Grande partecipazione di pubblico e istituzioni in occasione del trentennale di fondazione di Villa Sant’Elia, Casa Protetta e Centro di Riabilitazione Avanzata di Marcellinara. L’evento ha consentito di ripercorrere tre decenni di attività caratterizzati da elevata professionalità, umanità e continua innovazione clinica. Alla presenza di amministratori locali, primari, docenti universitari ed esponenti del settore sanitario, sono state illustrate le metodologie adottate dall’équipe psico-socio-educativa, attiva nell’affiancare il personale medico e infermieristico nelle attività di stimolazione e mantenimento delle capacità cognitive e motorie dei pazienti.

Robotica e teleriabilitazione: la nuova frontiera delle cure

Al centro delle celebrazioni vi è stata la presentazione dei recenti investimenti in campo tecnologico. La struttura si è dotata di un Centro di riabilitazione avanzata equipaggiato con dispositivi robotici e apparecchiature di ultima generazione. La nuova dotazione, integrata con i servizi di assistenza domiciliare, telemedicina e teleriabilitazione, garantisce la continuità del percorso terapeutico-assistenziale dal domicilio al ricovero in struttura.

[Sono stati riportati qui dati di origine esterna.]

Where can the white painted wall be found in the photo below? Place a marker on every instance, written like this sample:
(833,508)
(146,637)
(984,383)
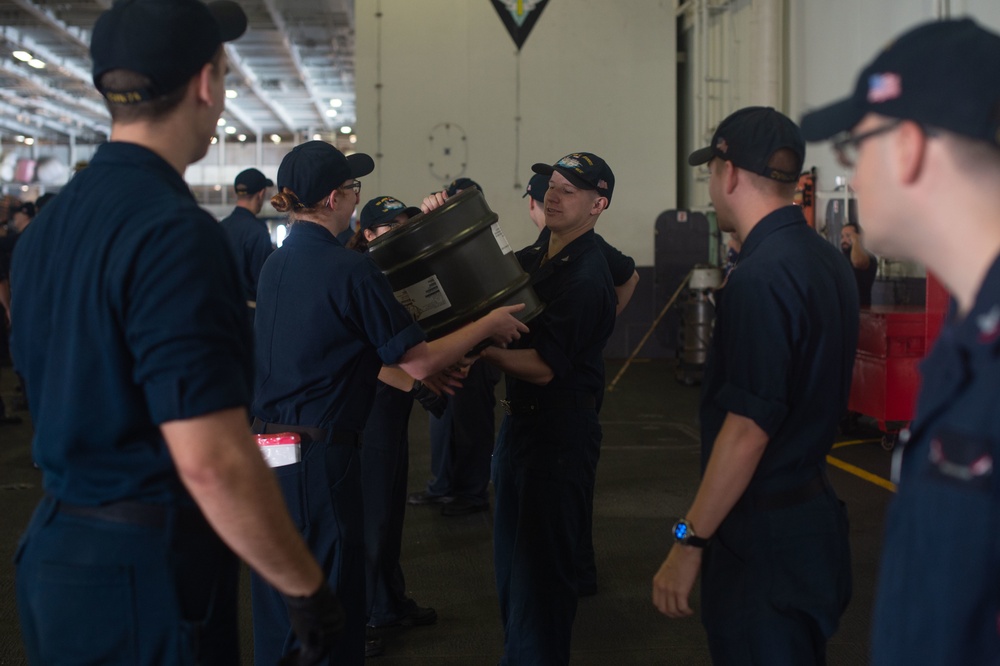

I momenti istituzionali hanno visto i saluti del Sindaco di Marcellinara, Vittorio Scerbo, e del Medico Responsabile della struttura, Luigi Alparone. Successivamente è intervenuto Claudio Parente, fondatore e già presidente dell’Associazione Vivere Insieme, il quale ha ripercorso le tappe storiche dell’opera. Il Legale Rappresentante, Umberto Catanzariti, ha approfondito l’evoluzione gestionale legata all’adozione del fascicolo sanitario elettronico e dei moderni sistemi di controllo qualità. Andrea Parente, Responsabile del Centro di Riabilitazione Avanzato e delle attività medico-scientifiche del Gruppo PARISAN, ha illustrato il funzionamento dei macchinari e delle prestazioni erogate, mentre la coordinatrice dell’area psico-socio-educativa, Lucia Ferrari, ha ripercorso l’evoluzione dei protocolli rivolti al benessere globale degli ospiti.